PP-586: On a Cray X-series, create a vnode per compute node


#21

Quibbles:

  • values used in setting mom_priv/config variables are not quoted - TRUE, not "TRUE", etc.
  • is it $vnode_per_numa or $vnode_per_numa_node? Both occur twice.

#22

Based on the feedback, I have updated the purpose of the feature including updating the summary of the JIRA ticket. I have updated the external design. Please have a look at the external design: https://pbspro.atlassian.net/wiki/pages/viewpage.action?pageId=43548691

Provide your comments in this forum.

Thanks!


#23

Thanks for pointing it out @altair4. I have removed the quotes around TRUE and FALSE. And have updated the design to use $vnode_per_numa_node consistently (hopefully).


#24

I think we’d want all moms to have the same vnode_per_numa_node setting. Shouldn’t there be a corresponding statement under “Administrator’s instructions”?


#25

@vccardenas, I removed it because I didn’t want it documented in our commercial documentation guides. But now that I think about it, I should have something to that effect in the interface sections. Thanks!


#26

Having one vnode_per_numa_node setting across an entire cluster might be too restrictive in some cases. If an administrator is using PBS Pro to schedule across two independent clusters of nodes, they may want different settings for each cluster. This could apply to both Cray and non-Cray systems. It should really come down to they way mom reports the resources. That implies it should be a per-mom setting.


#27

Interesting point @mkaro. The need for the cgroups hook to have vnode_per_numa_node set to different values per mom conflicts with the need for Cray X-series vnode creation to have the mom_priv/config vnode_per_numa_node set to the same value on all the moms within a single Cray system.


#28

Agreed. I think that if we were to generalize this RFE to apply to more than only Cray X-series systems, then it would make the most sense to have one vnode_per_numa_node be configurable at the host level (versus MOM, as I feel MOM is too PBS-implementation specific, plus, one MOM can represent many hosts (and vnodes), and one host (or vnode) can be served by multiple MOMs).

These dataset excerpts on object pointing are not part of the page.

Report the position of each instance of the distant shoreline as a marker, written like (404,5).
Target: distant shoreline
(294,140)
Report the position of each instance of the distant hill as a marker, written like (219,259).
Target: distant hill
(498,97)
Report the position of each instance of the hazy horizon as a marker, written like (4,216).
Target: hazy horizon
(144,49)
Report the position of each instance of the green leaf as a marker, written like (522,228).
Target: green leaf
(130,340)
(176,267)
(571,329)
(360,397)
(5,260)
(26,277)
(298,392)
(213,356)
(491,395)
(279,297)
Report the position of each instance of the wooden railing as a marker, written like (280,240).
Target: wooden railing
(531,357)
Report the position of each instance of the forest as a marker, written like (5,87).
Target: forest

Whether it makes sense to expand this RFE to include something like a per-host setting of one vnode_per_numa_node now versus later depends on available resources and whether it is possible to design a solution for the Cray X-series now that is also extensible (or at least sensibly depreciable) for the future.


#29

I agree with @bhroam on both points. I couldn’t find an existing RFE for doing configuration using qmgr, so I filed PP-611 to track that feature request.


#30

We currently have multiple sites that are running a combination of multiple Cray systems and either non-Cray or Cray MAMU nodes as part of a single PBS complex. It’s quite conceivable that a site might want different settings for this feature on different MOMs hanging off a single server. Would putting this in qmgr make that more difficult (or even impossible)?

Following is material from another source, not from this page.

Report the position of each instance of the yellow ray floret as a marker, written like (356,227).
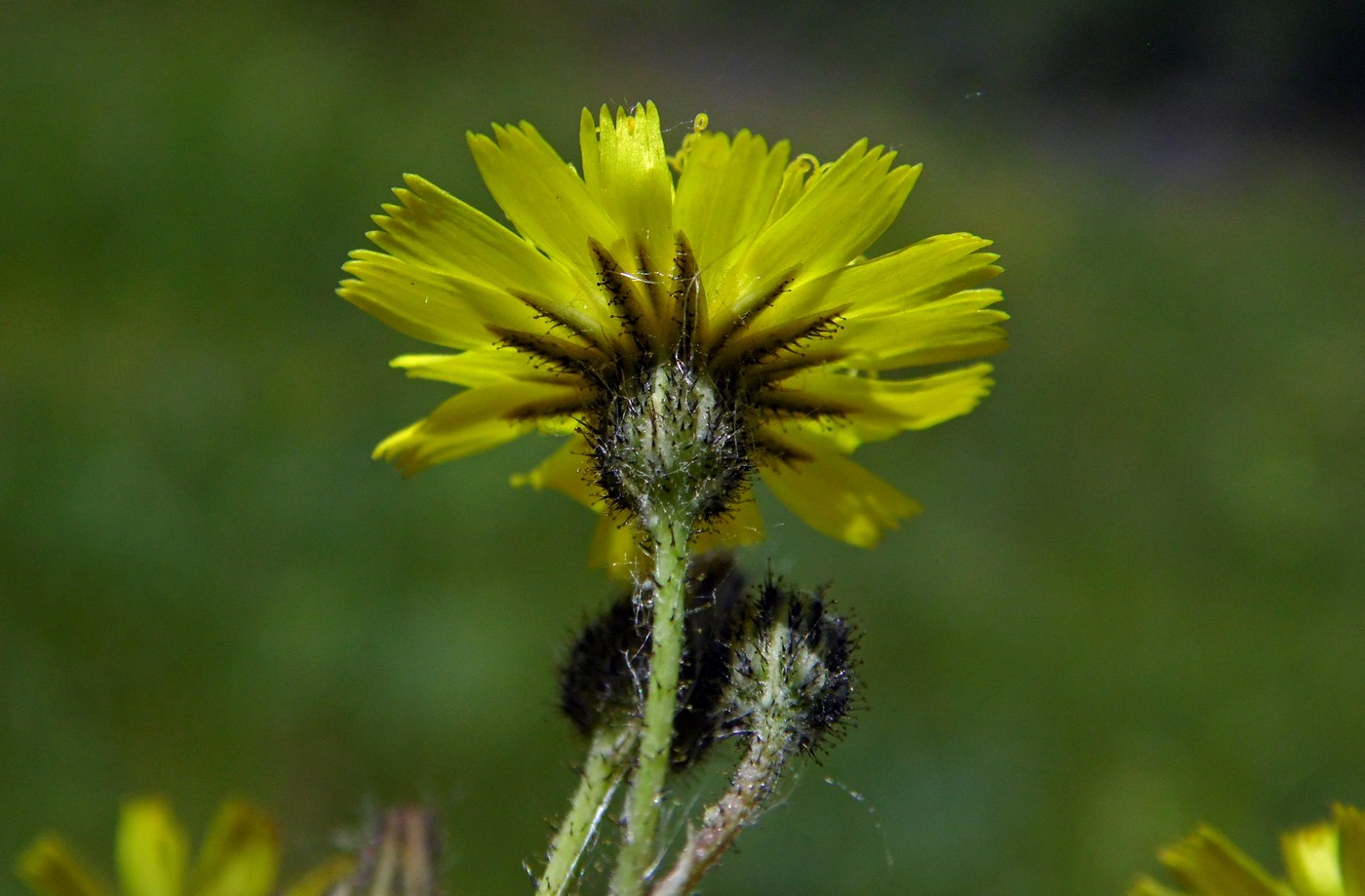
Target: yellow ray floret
(727,278)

PP-610: On a Cray X-series, periodically synchronize PBS with ALPS inventory
#31

Those are interesting questions that will have to be kept in mind when PP-611 is being designed. Please add your use cases to PP-611 so they are considered for that RFE.
This discussion is about the external design for PP-586 available at:
https://pbspro.atlassian.net/wiki/pages/viewpage.action?pageId=43548691
Where there will be an option in the mom_priv/config to cause one vnode to be created per NUMA node for Cray X-series compute nodes.


#32

Just a nit: “Cray numa” should be “Cray NUMA”. Other than this the EDD looks good to me.


#33

Question: This config attribute does not have any effect on how MAMU nodes are reported, does it? I believe it is only useful for MoMs on login node that get the info re: compute nodes from ALPS.


#34

Thanks for bringing it up @smgoosen. The configuration attribute only has an effect on the nodes reported by ALPS. I added some clarification to the design on this. PBS treats MAMU nodes like a standard Linux node, thus the $vnode_per_numa_node would not have an effect on how MAMU nodes are reported within PBS.


#35

I seem to remember that MAMU nodes are often former ALPS nodes, that is they have just been removed from ALPS’s control. What happens if vnode_per_numa_node is still set on a MAMU or non-Cray node (i.e. can’t talk to ALPS)? Is there some error that gets reported or is it just silently ignored?


#36

$vnode_per_numa_node has no effect if there is no ALPS information to act on. There is no log message either. Do you think there should be a log message when $vnode_per_numa_node is set, but there is no ALPS information to act on?
I should also mention that this feature is available only when PBS is built with configure --enable-alps. I will add that to the external design.


#37

Regarding the statement below:
“resources_available.PBScrayseg will be set to 0 when vnode_per_numa_node is unset or set to FALSE”

do we really need to set PBScrayseg to 0 since the whole compute node is the vnode not just NUMA ordinal 0 ?
It seems that it should be unset.

Not currently mentioned in the EDD but are there other PBScray* attributes that need to exist or not exist
depending on the setting of vnode_per_numa_node?


#38

The original use case for PBScrayseg was to allow users to request a specific segment on each compute node. I believe if there is only one vnode then it isn’t necessary to set PBScrayseg.

The EDD looks good to me!


#39

I agree with @vccardenas and @smgoosen about not needing to set PBScrayseg when vnode_per_numa_node is unset or set to FALSE. I have updated the external design accordingly.

@vccardenas I don’t think so. Please let me know if you are concerned about any attributes in particular.


#40

I still think the EDD is OK